Producing more homes resurrecting empty properties

In our new series of stories about Cromwood’s tenants, we meet Habiba whose home has helped restore her humanity and zest for life after suffering from depression and spending months sleeping in her car.

Habiba had lived in her family home for 25 years until, one day in 2020, her brother told her that she had to be out of the house by midnight. At 50 years old, she became homeless overnight. 

Habiba began sleeping in her car, then rented a garage to stay in, before moving between different friends’ houses each week. She applied to over one hundred places for housing, but no one was able to help her. “I was so desperate,” she says. As time went by, her physical and mental health was deteriorating – she got pneumonia and depression took hold: “I felt helpless… Some days I wished I was dead. I had hit rock bottom.”

In November 2021, Habiba was in hospital with Covid when she received a call from Cromwood Housing. They had read her application and she was eligible for the GLA funded scheme run by Cromwood Housing and Thames Reach. These were one bed properties across London that Cromwood owned, being offered to rough sleepers who were considered suitable for independent living, with some initial floating support. Once Habiba had recovered, she moved into her new home in West Drayton in December 2021. “I don’t think there are enough words for me to describe what it felt like to have my own place. It was like my palace,” she says. 
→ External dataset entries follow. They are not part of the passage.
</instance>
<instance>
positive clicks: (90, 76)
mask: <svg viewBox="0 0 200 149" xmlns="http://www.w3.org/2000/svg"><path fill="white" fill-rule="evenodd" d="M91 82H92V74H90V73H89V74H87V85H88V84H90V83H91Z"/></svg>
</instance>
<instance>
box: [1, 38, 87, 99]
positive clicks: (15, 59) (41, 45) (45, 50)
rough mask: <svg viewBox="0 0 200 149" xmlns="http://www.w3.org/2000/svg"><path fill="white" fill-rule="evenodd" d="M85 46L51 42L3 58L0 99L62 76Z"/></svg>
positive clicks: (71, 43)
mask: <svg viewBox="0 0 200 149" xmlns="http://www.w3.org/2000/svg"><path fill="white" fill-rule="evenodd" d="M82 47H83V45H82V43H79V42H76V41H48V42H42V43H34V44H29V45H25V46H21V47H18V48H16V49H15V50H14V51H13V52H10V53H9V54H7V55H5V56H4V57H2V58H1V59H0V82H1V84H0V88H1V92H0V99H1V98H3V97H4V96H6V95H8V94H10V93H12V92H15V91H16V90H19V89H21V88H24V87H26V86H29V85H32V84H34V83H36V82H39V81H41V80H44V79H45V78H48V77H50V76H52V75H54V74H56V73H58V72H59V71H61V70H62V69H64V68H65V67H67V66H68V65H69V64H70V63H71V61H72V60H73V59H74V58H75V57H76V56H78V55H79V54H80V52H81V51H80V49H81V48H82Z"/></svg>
Cromwood has over 300 properties which are used to house rough sleepers. Tenants are supported by Thames Reach, a charity that supports homeless and vulnerable people in London to find decent homes, and provides advice and assistance that is personalised for their specific needs. Habiba initially didn’t even have essentials like a duvet or pillows, so she was supported with the necessities to help her get back on her feet: “I wasn’t expecting this… they went beyond what they needed to. I couldn’t have asked for more.”
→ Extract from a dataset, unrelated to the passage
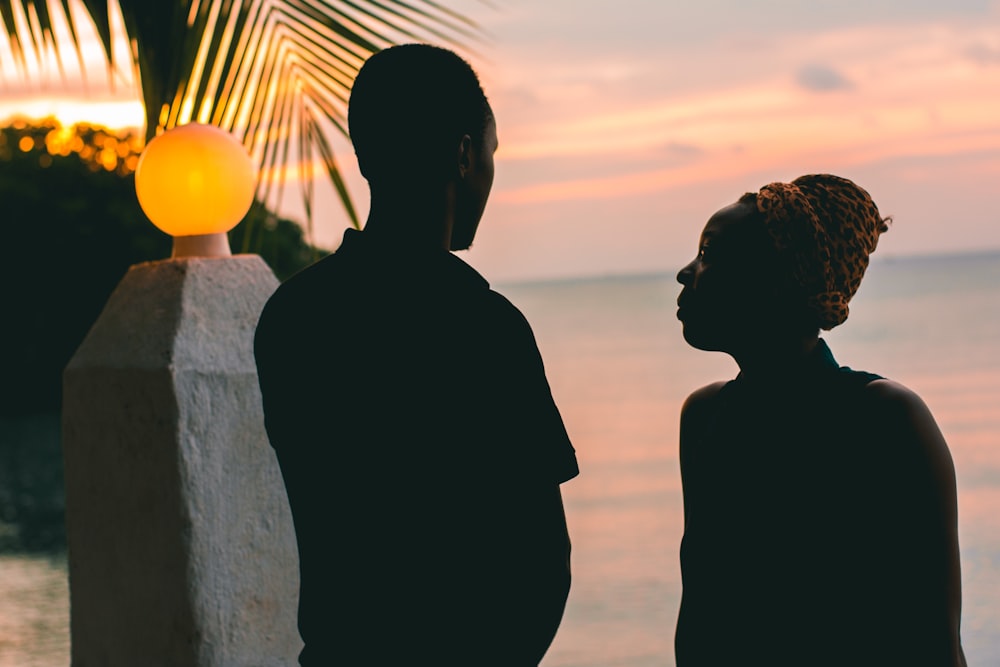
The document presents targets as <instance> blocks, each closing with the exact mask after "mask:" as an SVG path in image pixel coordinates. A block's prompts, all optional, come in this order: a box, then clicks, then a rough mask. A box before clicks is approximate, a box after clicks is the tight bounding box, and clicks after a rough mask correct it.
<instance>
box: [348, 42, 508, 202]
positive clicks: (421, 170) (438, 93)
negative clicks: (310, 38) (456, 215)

“Having a warm place where I can sleep and eat properly has given me my dignity, my humanity, my self respect back.”

For Habiba, having a home once again has restored her sense of self. “I had lost the joy of living, I didn’t consider myself a human. Having a warm place where I can sleep and eat properly has given me my dignity, my humanity, my self respect back.” She is looking forward to gradually building back her health in order to start working again. 

“It’s not just a roof over my head, it’s my home.”